Esses sinais de adaptação do vírus não são totalmente surpreendentes para os cientistas. Na maioria dos vírus e bactérias causadores de doenças, o uso de tratamentos e vacinas faz com que desenvolvam maneiras de escapar deles para que possam continuar a se espalhar.
Aqueles que desenvolvem resistência a um tratamento ou conseguem se esconder do sistema imunológico sobreviverão por mais tempo para se replicar e, assim, disseminar seu material genético.
“Não vejo razão para que esse processo seletivo evolutivo seja diferente em uma pandemia como a de Sars-CoV-2 [o vírus causador da covid-19], em comparação com uma epidemia geograficamente localizada”, diz Carolyn Williamson, chefe do departamento de virologia da Universidade da Cidade do Cabo, na África do Sul, e uma das pesquisadoras que identificou a variante sul-africana de rápida propagação em dezembro.
“Pode-se especular que o vírus sendo exposto a diferentes pressões seletivas em diferentes regiões do mundo, junto a sua rápida disseminação, poderia fazer essas propriedades mais favoráveis surgirem mais rapidamente, mas nós realmente não sabemos.”
É claro que pode haver outras versões preocupantes da covid-19 circulando em populações onde o sequenciamento genético necessário para detectá-las não é facilmente acessível. Uma das razões pelas quais o Reino Unido identificou a variante B117 logo foi pelo fato de ser líder mundial em testes e sequenciamento.
“Se novas variantes surgirem em um país onde não há muito sequenciamento de genoma, pode ser um problema real”, diz Larson.
Um grupo de cientistas chineses usou vírus artificiais para testar mutações na proteína spike que poderiam levar o vírus a se tornar resistente a anticorpos retirados de pacientes que se recuperaram da covid-19.
Eles descobriram cinco mutações que fizeram isso, mas uma em particular — N234Q — aumentou drasticamente o nível de resistência a anticorpos. Mas isso ainda não foi visto em nenhuma das variantes que despertam preocupação circulando ao redor do mundo.
O estudo dele, no entanto, também oferece alguma esperança, uma vez que a identificação dessas mudanças pode ser útil no desenvolvimento de futuras vacinas.

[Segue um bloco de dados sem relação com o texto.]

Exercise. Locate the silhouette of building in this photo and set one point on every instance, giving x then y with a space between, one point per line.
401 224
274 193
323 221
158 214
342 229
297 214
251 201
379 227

Mas, à medida que os cientistas observarem mudanças no vírus nos próximos meses, eles também estarão perfeitamente cientes das inúmeras tragédias pessoais que estão por trás dos bancos de dados de genomas de vírus e gráficos que mostram sua disseminação. Mais de dois milhões de pessoas perderam a vida em decorrência da covid-19 até agora.
Entre elas, está o homem idoso que tinha um linfoma e foi tratado pelos colegas de Gupta no Addenbrookes Hospital, em Cambridge.
“Ele recebeu um diagnóstico de câncer terminal, mas conseguiu sobreviver por 10 anos até a covid-19 aparecer”, diz Gupta.